Once the decision to travel was made, our Canadian friends were mystified: “You must be very brave to face air travel,” “I hope you are allowed entry back,” or “This is worrisome. Please think twice.” Still, I faced my trepidation stoically.
In preparation for the trip, first came the Covid-19 tests. The test is free in Vancouver if one was exposed to Covid 19 or one suffers from Covid-19 symptoms. For travelling purposes, it costs $375. Besides, timing was of the essence. Egypt expects a test conducted not more than 96-hour earlier, which was a relief since no Vancouver medical facility guaranteed a result in less than 72 hours, and the trip was yet another 24 hours. We kept our fingers crossed and hoped for no glitches.
The test itself wasn’t too bad. A thin cotton swab goes way into the nostril in two tolerable thrusts. Once the swab reaches the back of the nostril, the nurse twirls it around for ten seconds. Uncomfortable? Yes. Painful? No? Scary? Absolutely. The results came back via email as negative.
Lufthansa, as all other airlines, enforces masks on flights and at airports. Wearing a mask for the 24-hour duration of the flight, layover, and travelling to and from airports seemed absurdly unimaginable; still, it was unavoidable. The KN95 masks with 95 percent protection were onerous to wear throughout the trip, so I wore one during boarding and when flight attendants were in proximity; otherwise, I resorted to the lighter surgical masks while seated.
The three international airports: Vancouver, Frankfurt, and Cairo had by far fewer passengers than the norm. The ambience was somber as the usually bustling free shops, knick knack stores, and restaurants were all hunkered down. In Vancouver the International airport was closed off, either to save on energy or to service escalators and other amenities during the lull in traffic. End result, passengers had to walk from one end of the airport to enter via the domestic section only to walk back to the International gate area. At Frankfurt International, not only the lounges but also eateries were closed, so it was wise on our part to have prepared a snack for the six-hour layover.
Evidently Covid-19 had left its stark marks on these premises.
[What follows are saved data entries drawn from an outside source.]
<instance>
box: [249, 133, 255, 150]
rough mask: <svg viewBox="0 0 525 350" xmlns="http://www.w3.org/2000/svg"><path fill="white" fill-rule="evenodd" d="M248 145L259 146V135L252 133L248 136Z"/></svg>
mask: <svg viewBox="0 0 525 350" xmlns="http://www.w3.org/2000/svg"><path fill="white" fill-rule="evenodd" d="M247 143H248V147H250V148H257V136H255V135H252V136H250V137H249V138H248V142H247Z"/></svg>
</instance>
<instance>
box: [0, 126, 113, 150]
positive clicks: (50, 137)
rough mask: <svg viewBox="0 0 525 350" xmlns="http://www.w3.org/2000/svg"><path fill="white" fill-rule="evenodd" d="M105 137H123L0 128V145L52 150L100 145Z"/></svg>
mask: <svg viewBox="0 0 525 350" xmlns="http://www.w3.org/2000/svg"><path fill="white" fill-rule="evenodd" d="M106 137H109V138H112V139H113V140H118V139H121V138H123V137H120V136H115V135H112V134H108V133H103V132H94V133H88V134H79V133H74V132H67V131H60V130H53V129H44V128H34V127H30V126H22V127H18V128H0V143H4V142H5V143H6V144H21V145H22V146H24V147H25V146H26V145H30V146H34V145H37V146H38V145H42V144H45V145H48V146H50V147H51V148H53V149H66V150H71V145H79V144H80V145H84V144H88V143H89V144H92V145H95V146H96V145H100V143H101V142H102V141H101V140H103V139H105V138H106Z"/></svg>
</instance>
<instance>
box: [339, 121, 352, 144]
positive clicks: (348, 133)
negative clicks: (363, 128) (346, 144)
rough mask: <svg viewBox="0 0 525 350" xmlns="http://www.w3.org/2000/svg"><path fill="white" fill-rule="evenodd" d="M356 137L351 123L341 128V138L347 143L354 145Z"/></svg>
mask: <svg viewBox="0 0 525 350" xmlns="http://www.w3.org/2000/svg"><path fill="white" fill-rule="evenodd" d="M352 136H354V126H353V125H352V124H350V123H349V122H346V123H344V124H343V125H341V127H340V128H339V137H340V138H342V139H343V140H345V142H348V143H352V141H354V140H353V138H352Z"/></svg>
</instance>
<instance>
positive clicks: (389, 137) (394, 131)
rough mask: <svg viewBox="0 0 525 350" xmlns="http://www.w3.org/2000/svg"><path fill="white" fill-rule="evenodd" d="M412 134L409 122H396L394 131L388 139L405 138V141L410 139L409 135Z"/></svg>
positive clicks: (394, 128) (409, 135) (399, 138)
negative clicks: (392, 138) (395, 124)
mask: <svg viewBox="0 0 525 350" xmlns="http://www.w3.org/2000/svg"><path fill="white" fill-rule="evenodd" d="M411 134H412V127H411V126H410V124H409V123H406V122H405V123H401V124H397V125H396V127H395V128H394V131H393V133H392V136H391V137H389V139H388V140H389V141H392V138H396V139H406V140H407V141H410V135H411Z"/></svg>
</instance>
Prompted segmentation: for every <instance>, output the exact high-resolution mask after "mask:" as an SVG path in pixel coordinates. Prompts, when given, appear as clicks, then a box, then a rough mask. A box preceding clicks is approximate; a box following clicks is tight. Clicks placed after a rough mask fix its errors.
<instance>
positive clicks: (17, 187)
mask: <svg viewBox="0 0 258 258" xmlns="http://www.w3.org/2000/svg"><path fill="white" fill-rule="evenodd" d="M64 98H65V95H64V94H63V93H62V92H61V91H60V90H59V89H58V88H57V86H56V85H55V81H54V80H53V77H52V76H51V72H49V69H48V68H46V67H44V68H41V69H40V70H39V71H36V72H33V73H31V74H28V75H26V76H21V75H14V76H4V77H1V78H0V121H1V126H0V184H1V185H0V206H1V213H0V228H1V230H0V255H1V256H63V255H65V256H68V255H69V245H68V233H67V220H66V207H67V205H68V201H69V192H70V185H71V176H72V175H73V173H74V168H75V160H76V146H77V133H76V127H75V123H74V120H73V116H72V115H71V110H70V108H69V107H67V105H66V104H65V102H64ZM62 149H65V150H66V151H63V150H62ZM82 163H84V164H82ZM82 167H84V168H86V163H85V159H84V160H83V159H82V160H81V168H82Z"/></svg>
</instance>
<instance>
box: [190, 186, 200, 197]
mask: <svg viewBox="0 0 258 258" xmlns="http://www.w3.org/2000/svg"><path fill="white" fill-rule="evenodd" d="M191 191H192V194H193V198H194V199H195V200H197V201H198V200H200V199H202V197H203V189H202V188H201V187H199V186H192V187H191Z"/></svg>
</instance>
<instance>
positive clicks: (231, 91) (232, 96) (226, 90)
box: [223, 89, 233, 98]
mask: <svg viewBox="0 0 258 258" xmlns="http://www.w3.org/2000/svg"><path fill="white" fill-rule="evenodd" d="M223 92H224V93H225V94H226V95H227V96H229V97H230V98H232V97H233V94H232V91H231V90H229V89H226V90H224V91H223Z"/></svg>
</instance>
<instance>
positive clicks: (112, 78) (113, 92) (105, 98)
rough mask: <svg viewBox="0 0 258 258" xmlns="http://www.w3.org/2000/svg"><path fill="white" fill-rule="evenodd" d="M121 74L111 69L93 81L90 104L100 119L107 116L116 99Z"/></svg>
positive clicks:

On both flights, it was business as usual, if one considers wearing a mask for the ten-hour and the four-hour flights ordinary. Crews wore masks, and many passengers wore shields over and above the masks. The trip to Frankfurt wasn’t full, but the Cairo one was. Still, to avoid congestion, boarding and disembarking were both done by row. The flight attendant would call on two or three rows at a time. Once these passengers were about to step off the plane, those seated in the next couple of rows were called on to disembark. We were never huddled together or worried about being in close quarters to anyone.
At Cairo Airport, we were out in no time. We took a car from the airport to Heliopolis, which has changed so much in the last year that we got lost in an area where we had resided all our lives. The driver had to resort to his phone map to make up for the fog that had invaded our brains.
Rules and regulations change regularly amid Covid-19. Prior to flying back, we are to sign up at a Canadian site that advises incoming travellers on the latest instructions, be it lockdown, isolation, or testing.
We are still in the throes of the epidemic, and, the light at the end of this very lengthy and strenuous tunnel is still far. We look forward to the day when we can travel again without fear.